In a record turnout, Scarborough voters on Tuesday narrowly approved the second attempt to get a school budget passed the polls.

In the final tally, 1,490 voters (52.3 percent) said “Yes” to the $38.8 million operating budget for the 2013-2014, while 1,332 voted “No.”

The 18 percent voter turnout was nearly double the traffic on May 14 – which was in itself a record for a ballot limited to just the school budget validation – when voters rejected the budget 898-643.

The school board reacted by making a $54,000 cut to the budget, which the Town Council approved without further reduction after more than 200 residents packed the first reading of the revised budget, and another attended the final reading. While a handful of speakers at those sessions complained about local property taxes, which have shot up 22.6 percent in the last four years, and are slated to take another 7.9 percent jump with Tuesday’s vote, most who took the podium to voice their belief that the Scarborough School system is actually falling behind those is surrounding towns by growing spending just 3.87 percent this year.

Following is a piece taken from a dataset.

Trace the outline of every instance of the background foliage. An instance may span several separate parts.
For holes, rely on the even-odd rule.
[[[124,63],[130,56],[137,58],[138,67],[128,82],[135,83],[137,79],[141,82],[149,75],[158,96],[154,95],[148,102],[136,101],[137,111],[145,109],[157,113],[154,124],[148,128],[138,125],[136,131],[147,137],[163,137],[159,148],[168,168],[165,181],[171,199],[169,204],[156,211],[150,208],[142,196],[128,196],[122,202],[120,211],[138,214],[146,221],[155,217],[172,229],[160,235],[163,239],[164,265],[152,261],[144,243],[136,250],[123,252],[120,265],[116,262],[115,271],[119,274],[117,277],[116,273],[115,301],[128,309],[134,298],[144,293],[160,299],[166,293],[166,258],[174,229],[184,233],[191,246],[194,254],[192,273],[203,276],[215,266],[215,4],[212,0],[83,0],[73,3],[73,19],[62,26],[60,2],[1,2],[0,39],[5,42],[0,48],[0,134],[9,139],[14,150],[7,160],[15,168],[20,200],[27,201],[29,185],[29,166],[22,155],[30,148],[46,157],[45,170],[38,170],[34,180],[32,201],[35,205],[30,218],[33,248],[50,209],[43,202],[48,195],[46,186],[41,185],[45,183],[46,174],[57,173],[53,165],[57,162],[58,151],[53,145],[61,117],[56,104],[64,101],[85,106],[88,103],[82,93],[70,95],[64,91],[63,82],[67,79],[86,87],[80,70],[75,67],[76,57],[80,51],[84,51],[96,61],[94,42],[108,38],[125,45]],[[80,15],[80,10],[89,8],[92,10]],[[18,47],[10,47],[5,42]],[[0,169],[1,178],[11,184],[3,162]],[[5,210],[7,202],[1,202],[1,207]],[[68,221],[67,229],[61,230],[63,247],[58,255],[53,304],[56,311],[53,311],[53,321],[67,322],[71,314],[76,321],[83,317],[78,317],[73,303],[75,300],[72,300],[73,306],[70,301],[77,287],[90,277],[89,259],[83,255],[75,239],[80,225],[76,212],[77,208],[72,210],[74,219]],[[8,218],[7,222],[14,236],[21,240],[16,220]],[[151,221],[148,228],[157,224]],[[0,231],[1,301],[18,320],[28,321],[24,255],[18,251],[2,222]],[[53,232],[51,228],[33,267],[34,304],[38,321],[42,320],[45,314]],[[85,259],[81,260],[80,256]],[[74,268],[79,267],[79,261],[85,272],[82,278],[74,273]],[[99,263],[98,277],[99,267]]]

Many of those who spoke faulted parents for failing to show up at the first vote May 14, the conventional wisdom being that the drive to turn down the budget was led by senior citizens and others on a fixed income, as well as by owners of beachfront property, which saw a bump in assessed values this past year.

Of those who voted in the second round, 1,349 (48.5 percent) checked a box indicating the revised budget is still “too high.” Another 938 called the budget “too low,” while 496 said it was “acceptable.”

There was much talk on social media about “unapproved” roadside signs that cropped up around town in the days before the vote, urging residents to again turn down the budget. Because Scarborough has more than 15,000 residents, campaign advocates generally have to file with the town as a political action committee, and must put a disclosure with contact information on signage. However, Town Clerk Tody Justice said Wednesday morning that after checking with the Maine Ethics Commission, there appears to have been no violation of law.

“They said if they don’t spend more than $1,500 they don’t have to put a disclosure or file a PAC,” said Justice. “Of course, I said, without it [a disclosure] I wouldn’t have known who to contact if they had.”

Justice noted that a few pro-budget signs also cropped up around town, as well.

In South Portland, where the result never seemed in doubt, a commanding majority (75.8 percent) approved a $43 million school budget, 591-189.

Also prevailing, though by a slighter margin, was the vote on whether to continue the public validation process for another three years. That passed 465-311, a 59.9 percent margin.

Slightly more than 4 percent of registered voters participated in the decision.

South Portland ballots did not include the non-binding too high/too low question.